Single by the Rions
- Released: 9 April 2021
- Recorded: Forbes Street Studios, 2020
- Label: the Rions
- Songwriters: Noah Blockley; Tom Partington; Asher McLean; Harley Wilson;
- Producer: Callum Howell;

The Rions singles chronology
| "Head Still Hurts" (2020) | "Night Light" (2021) | "Disassociation" (2021) |

= Night Light (The Rions song) =

2021 song by the Rions

"Night Light" is a song by Australian indie rock band the Rions, released independently on 9 April 2021. The song led to the group winning the Triple J Unearthed High songwriting competition.

Following the win, triple j Unearthed's music director Dave Ruby Howe said "As difficult as it is to turn more than 1,400 entries into just five finalists, it's a desperately hard decision to pick a winner to top the class of 2021. In the end, Sydney's the Rions edged ahead of the competition by presenting an undeniable all-round package that impressed all of us at triple j Unearthed – not to mention the Triple J textline which popped off with every play of their roaring single 'Night Light'."

The song was vote in at number 51 in the Triple J Hottest 100, 2021.

The song featured on the Soundtrack to Our Teenage Zombie Apocalypse.

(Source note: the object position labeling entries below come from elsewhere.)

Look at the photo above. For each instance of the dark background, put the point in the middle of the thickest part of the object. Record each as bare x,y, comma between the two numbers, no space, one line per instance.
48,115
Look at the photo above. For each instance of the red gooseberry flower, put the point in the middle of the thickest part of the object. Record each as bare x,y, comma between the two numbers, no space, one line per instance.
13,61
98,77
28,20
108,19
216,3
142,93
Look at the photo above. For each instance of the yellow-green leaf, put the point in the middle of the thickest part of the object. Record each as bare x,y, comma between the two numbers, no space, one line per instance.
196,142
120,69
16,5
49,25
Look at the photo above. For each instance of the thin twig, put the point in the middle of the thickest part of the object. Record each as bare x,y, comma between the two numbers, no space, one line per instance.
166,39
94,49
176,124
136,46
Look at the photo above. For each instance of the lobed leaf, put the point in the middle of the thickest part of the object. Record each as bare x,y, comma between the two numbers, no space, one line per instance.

In 2024, the song was certified gold by the Australian Recording Industry Association (ARIA) for selling the equivalent of 35,000 units.

==Certifications==

Certifications for "Night Light"
| Region | Certification | Certified units/sales |
| Australia (ARIA) | Gold | 35,000^{‡} |
^{‡} Sales+streaming figures based on certification alone.